President Obama
President ObamaIsrael News Photo: Wikimedia Commons

U.S. President Barack Obama is turning to the Pope to back his vision of a new Arab state on all of Judea and Samaria and eastern Jerusalem. The president told the Catholic Italian newspaper Avvenire, one week before a scheduled meeting with the Pope in Italy, “It [the Middle East] is a subject I am keen to discuss with the pope. I think he will share my approach."

President Obama has dug in his heels in insisting that Israel stop all building for Jews in Judea and Samaria, and the State Department has indicated that the ban should include all of Jerusalem that was restored to Israel in the Six-Day War in 1967.

However, the president maintained that the United States should not impose on Israel and the Palestinian Authority a solution to the differences between them. "What the United States can do, without imposing a solution, is to hold a mirror up to both of the parties to show them the consequences of their actions," he told the newspaper.

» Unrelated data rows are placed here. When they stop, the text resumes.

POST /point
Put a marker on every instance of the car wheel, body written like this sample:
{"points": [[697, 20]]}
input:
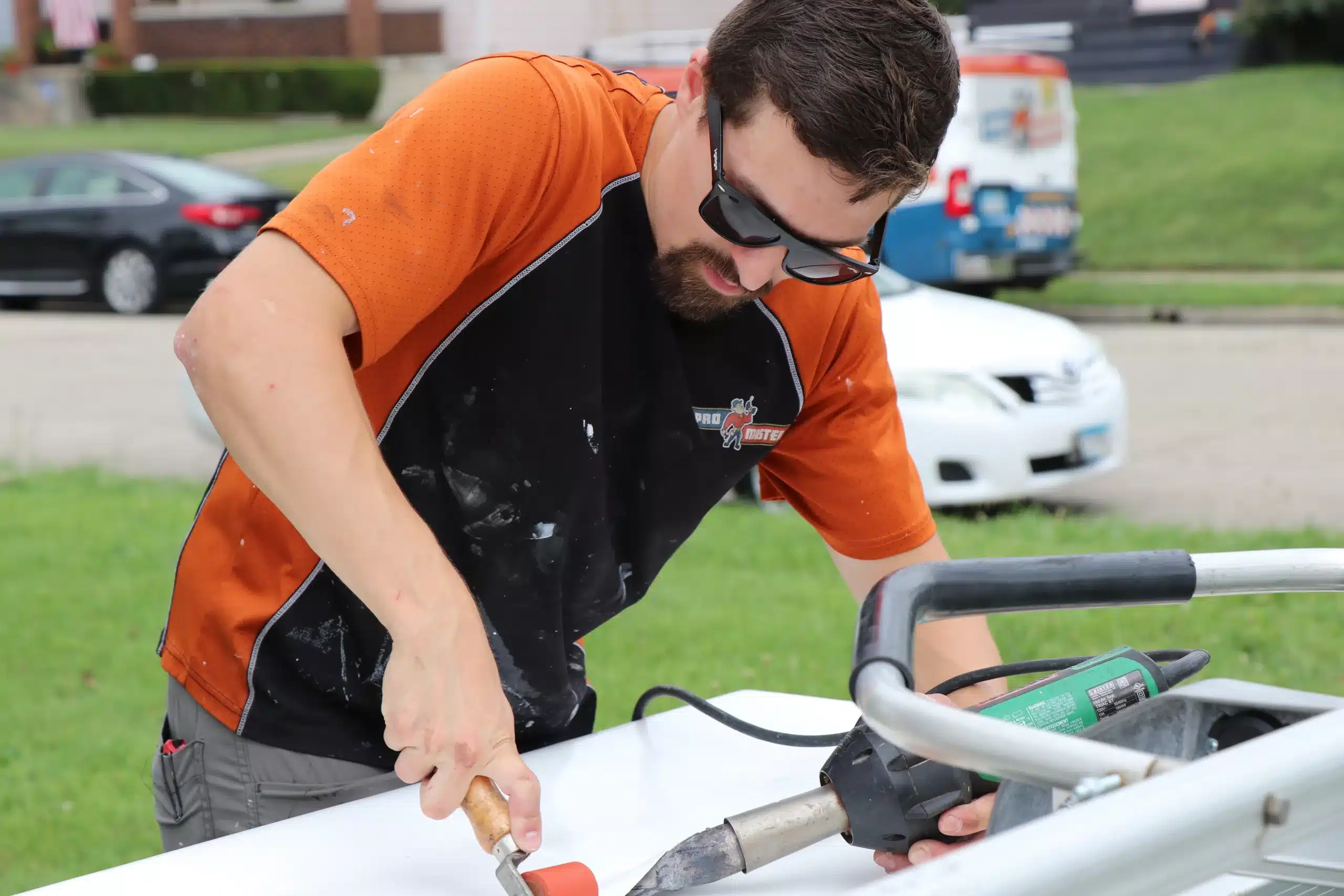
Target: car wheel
{"points": [[130, 281]]}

"On one hand, it is not just Israel's fault," President Obama added, pointing out that the Arab world needs to understand that “the Jewish state has security needs like any country.” His use of the term “Jewish state” and not “Israel" may have been a hint that the PA must accept Prime Minister Binyamin Netanyahu’s demand for the same recognition.

Meanwhile, leaders of the Council of Jewish Communities in Judea and Samaria have demanded that Prime Minister Netanyahu meet with them immediately over the issue of construction for Judea and Samaria, where they said “not even one construction plan has been approved in Judea and Samaria in several months.”

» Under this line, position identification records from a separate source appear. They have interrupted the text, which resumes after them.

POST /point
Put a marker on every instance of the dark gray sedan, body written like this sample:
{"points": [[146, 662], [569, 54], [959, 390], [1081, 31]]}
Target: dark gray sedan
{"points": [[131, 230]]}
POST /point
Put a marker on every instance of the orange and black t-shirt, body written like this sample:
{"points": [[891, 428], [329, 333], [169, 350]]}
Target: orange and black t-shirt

Council chairman Danny Dayan pointed out in a letter to the Prime Minister, “The government under your leadership embarked on its term in office with the declared intention of returning Jewish settlement to a path of development."

Dayan wants the meeting before Defense Minister Ehud Barak flies to London to talk with U.S. Middle East envoy George Mitchell on Monday for the second time in a week.

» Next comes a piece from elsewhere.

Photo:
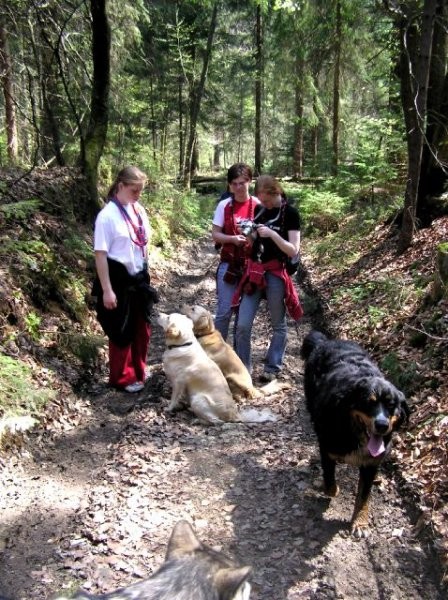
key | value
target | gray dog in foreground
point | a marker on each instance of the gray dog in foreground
(191, 571)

The Obama administration is asking Arab governments if they would agree to ease sanctions against Israel in return for a freeze on Jewish building in Judea and Samaria, according to Reuters. The Arab world so far has expressed no interest in taking up President Obama on his proposal in his speech in Cairo last June, when he urged Arab countries to allow Israel’s El Al Airlines to fly over their skies.

Another idea to tempt Israel into freezing all building is to convince Arab governments to abandon their policy of blocking Israeli-registered cellular phones on Arab networks.

However, President Obama faces stiff opposition from Arabs to make any concessions before Israel completely surrenders all of Judea and Samaria. "The Arabs ... are saying they don't want to pay for something twice," according to an unnamed diplomat quoted by Reuters. "It would be hard for them to give up something when building work was still continuing on existing settlement projects.”